Engineering News, 21 September 2016

No need for Treasury to finance nuclear – Molefe

“A nuclear build programme for South Africa doesn’t need to be funded by the fiscus. There are enough potential financiers who would be willing to take the risk,” said Brian Molefe, Eskom CEO on Wednesday.

Speaking to Fin24 on the sidelines of a parliamentary meeting, Molefe said he doesn’t believe a nuclear build programme would put a significant burden on the fiscus. Molefe said he had not asked National Treasury to consider making provision for any nuclear costs for the medium term.

“It’s possible for nuclear to finance itself. Asking the fiscus for money is going overboard. We should be able to arrange some kind of funding for nuclear energy.”

According to Molefe, a nuclear plant has a life of 80 years – “even if it costs ZAR1 trillion it will have the capability to repay the cost in 15 to 20 years. So you can take the revenues generated from nuclear, ring-fence it and use it for future nuclear activities”.
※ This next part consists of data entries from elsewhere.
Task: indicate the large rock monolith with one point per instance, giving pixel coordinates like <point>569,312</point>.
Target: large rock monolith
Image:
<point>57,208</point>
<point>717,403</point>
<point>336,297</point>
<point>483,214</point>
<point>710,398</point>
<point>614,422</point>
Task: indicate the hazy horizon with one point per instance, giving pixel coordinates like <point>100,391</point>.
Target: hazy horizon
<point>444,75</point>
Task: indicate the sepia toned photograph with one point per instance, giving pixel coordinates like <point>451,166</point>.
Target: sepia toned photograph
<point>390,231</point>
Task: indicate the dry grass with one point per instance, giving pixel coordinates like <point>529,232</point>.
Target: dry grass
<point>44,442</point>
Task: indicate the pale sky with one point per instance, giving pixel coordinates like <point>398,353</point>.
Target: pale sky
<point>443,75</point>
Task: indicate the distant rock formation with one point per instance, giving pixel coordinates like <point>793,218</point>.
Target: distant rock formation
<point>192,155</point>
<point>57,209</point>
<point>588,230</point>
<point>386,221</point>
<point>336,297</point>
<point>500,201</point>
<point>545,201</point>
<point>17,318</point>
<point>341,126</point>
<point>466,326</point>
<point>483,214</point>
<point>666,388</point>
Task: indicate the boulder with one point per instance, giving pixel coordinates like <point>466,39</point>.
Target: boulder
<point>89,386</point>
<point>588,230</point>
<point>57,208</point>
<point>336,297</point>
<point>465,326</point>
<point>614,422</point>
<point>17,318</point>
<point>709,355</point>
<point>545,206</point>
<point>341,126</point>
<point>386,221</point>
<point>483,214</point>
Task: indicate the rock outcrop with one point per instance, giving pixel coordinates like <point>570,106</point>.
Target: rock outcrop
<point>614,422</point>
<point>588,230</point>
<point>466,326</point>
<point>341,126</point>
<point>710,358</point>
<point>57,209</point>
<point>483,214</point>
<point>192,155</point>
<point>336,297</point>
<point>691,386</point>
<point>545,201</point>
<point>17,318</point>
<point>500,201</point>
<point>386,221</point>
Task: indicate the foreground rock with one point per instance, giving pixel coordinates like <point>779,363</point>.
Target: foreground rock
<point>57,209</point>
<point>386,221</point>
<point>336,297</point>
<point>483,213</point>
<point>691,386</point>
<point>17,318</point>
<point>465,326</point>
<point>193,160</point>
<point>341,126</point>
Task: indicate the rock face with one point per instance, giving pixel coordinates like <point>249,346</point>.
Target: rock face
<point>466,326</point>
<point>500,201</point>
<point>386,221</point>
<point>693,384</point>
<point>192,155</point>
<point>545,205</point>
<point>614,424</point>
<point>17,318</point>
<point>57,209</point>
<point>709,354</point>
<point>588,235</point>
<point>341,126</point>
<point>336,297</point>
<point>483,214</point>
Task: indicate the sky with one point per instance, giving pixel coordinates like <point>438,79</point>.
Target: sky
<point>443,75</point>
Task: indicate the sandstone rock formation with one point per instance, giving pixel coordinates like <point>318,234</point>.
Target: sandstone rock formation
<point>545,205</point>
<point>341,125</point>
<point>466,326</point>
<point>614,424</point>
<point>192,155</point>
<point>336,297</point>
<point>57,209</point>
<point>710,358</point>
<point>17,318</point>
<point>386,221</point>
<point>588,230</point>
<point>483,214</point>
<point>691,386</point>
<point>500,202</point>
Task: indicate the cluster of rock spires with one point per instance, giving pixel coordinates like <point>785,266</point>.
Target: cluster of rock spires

Engineering News, 21 September 2016

Tsitsikamma Community Wind Farm in full swing

Last week, the Tsitsikamma Community Wind Farm in the Eastern Cape commenced commercial operation, feeding clean power into the national electricity grid.

The wind farm, which comprises of 31 turbines and has a 95 MW generation capacity, will not only contribute towards strengthening the grid, but towards uplifting the surrounding community as well.

According to The Herald, it was agreed that 2.1% of revenue will be earmarked towards socio-economic development and rental of the land where the turbines are sited.